Oklahoma Capitol to reopen to public on limited basis
OKLAHOMA CITY (AP) — The Oklahoma Capitol will reopen to the public on a limited basis this week as the Legislature prepares to return and residents began returning to businesses amid the coronavirus pandemic.
State Senate President Pro Tem Greg Treat and House Speaker Charles McCall said the public can enter the building starting 10 a.m. Monday after being screened and under social distancing and health safety protocols.
“Capitol access is being phased in cautiously just like Oklahoma’s reopening is being phased in cautiously,” McCall, an Atoka Republican, said in their joint statement released late Saturday.
Treat, an Oklahoma City Republican, said lawmakers are following the guidance of health officials at the University of Oklahoma Health Sciences Center.
“Health professionals advised us on the previous access guidelines, and they are advising us on these, as well,” Treat said.
Lawmakers have met just twice since closing the Legislature in mid-March.
On Sunday, the state Health Department reported more than 3,900 confirmed coronavirus cases while the number of deaths was at least 238, unchanged from Saturday.

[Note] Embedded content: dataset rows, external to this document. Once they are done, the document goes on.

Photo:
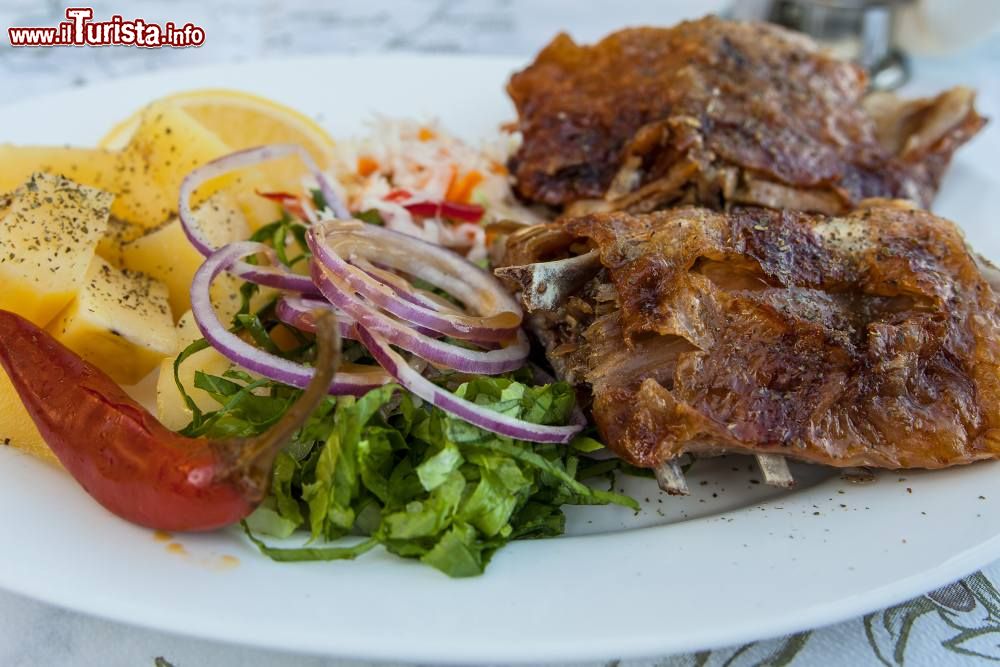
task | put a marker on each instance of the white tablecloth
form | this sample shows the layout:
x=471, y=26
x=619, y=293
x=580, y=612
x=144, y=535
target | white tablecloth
x=959, y=623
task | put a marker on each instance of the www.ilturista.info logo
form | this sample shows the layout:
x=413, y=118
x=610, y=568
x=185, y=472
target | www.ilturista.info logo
x=80, y=30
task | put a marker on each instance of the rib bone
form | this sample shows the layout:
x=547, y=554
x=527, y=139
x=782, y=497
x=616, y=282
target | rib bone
x=546, y=285
x=670, y=478
x=775, y=470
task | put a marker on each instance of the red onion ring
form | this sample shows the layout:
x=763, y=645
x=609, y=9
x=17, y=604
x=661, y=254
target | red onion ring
x=271, y=276
x=252, y=358
x=296, y=311
x=491, y=362
x=476, y=415
x=498, y=315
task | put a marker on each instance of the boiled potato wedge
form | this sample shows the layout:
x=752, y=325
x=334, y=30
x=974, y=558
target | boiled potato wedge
x=166, y=146
x=120, y=321
x=49, y=229
x=167, y=255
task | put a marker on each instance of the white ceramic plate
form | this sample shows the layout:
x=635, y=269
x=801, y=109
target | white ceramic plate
x=736, y=561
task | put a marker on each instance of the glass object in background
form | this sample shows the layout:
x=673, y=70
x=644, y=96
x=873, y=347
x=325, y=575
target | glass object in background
x=858, y=30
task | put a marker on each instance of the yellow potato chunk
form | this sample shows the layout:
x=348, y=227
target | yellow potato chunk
x=48, y=231
x=167, y=255
x=118, y=234
x=16, y=426
x=120, y=322
x=166, y=146
x=87, y=166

The number of infections is thought to be far higher because many people haven’t been tested and studies suggest people can be infected without showing symptoms.
Also Friday, Oklahoma State University President Burns Hargis said the campus would begin a phased reopening June 1, with plans to hold in-person classes starting in the fall semester.
For most people, the coronavirus causes mild or moderate symptoms, such as fever and cough that clear up in two to three weeks. For some, especially older adults and people with existing health problems, it can cause more severe illness, including pneumonia.
This story has been corrected to show Treat and McCall released their statement late Saturday, not Friday.